Are you bound by your stuff?

First off, I’m listening to jazz as I write this. Maybe it will mean that my cadence will slow way down. Maybe it will mean that I will pick up smoking cigarettes, although I hope it doesn’t. Maybe it will mean that my desk will be soaked in circular red wine stains – I’d be alright with that actually. Coffee table Jazz is what spotify calls it. I think music playing in the background can have a large impact on your writing and Joshua Redman is calming me, so that you Joshua.

I am typing atop my writer’s desk I got for $12 at the restore, along with an office chair. Check out the habitat for humanity restore in your area if you need furniture, there is a lot of second hand stuff you have to sift through, but you may just find a gem.  Although, the gems I found are not polished or shiny.

I am sitting in my new room, in a new city and I am loving it. My room is the coolest it has ever been; aesthetically. I have a rack with electric guitars, an acoustic guitar and a banjo hanging on the wall. I have a mix of cheap art that looks expensive, moderately expensive art that cost what I believe to be a fortune to frame, and a friend’s graphic design piece that reminds me of him (it is a desert scene with many wells in lines and a quote from the bible that read’s “You’ll never thirst again”).

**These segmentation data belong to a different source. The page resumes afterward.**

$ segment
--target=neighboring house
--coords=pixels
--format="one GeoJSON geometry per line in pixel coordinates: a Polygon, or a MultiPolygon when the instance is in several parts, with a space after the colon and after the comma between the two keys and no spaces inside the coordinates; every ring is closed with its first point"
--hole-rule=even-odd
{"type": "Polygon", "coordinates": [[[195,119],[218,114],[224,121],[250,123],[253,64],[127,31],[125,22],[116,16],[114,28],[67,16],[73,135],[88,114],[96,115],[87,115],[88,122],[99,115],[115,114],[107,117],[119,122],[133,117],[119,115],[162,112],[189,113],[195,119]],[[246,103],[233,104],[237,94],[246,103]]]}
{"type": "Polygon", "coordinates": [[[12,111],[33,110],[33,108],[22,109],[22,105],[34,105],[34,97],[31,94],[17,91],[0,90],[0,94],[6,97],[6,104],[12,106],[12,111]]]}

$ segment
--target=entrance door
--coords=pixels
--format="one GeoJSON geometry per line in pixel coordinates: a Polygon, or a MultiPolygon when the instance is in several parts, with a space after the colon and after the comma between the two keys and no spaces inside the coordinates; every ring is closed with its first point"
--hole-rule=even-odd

There is a signed picture of Mario Lemieux (my childhood hero), a small Native American sculpture that was my grandfather’s (a man that I try to emulate in every way) and a silhouette of a stag that my sister made out of aluminum. There are two small pictures on a shelf above my bed. One is a photo just before prom of my best friends from high school suited up and the other is of my college brus on the steps of a new building at BGSU. I’ve been told the later looks like an urban outfitters advertisement.

Your belongings will wither away eventually, if given enough time, so I have learned not to hold too tightly to my “stuff.”  But I think it’s ok to look at something and remember your grandfather’s laugh when you see it, or at a photo and remember a time when a friend visited you in the hospital.  I gave my sister a little ceramic sculpture after she had brain surgery.  It is a big frog with his arms around a little frog. I know it’s pretty stupid, but that damn 3 inch painted sculpture makes me weepy every time I see it, or if I even think about it. Like right now for instance.

I do like that almost all of my stuff fit into two cars when moving. I know that probably won’t be the case as I move forward in life and get married and have kids, but it is a nice feeling to live minimally. I also know there are people who would look at my life and say it is the opposite of minimal; people who live in tents and huts, some by choice and others not.

So what’s the point?

 I have seen both ends of the spectrum. I have seen hoarders who cannot let go of even the smallest knick knacks and trinkets. Whose houses get filled and cluttered to the point they can no longer get to their bathroom or kitchen. And I have seen people who “purge” their houses every few months, only to buy the same things a year later.

The point is this: you cannot let your stuff have power over you. If you lose or break something that reminded you of your dad who passed away, it does not mean you lost a piece of your father.

It means you must be creative in crafting something else that reminds you of him; like a collage or a painting. Or maybe something that takes up no room; like a poem.

The design of a room is very important to me. My parents, for a long time, designed the most beautiful kitchens and bathrooms and living rooms that I have ever seen. That is why I wanted my space to inspire me when I walked in. It is alright to have nice, quality things.

And while I want to take care of my things, I am not bound by them. I want you to think about what you would do if someone stole your stuff. Think about what would be the hardest to lose. And then think about what that says about you. Think about who you could help if you bought a guitar that was $500 cheaper (I am pointing that last one directly at myself). 

Also, listen to Jazz. It’s good for you.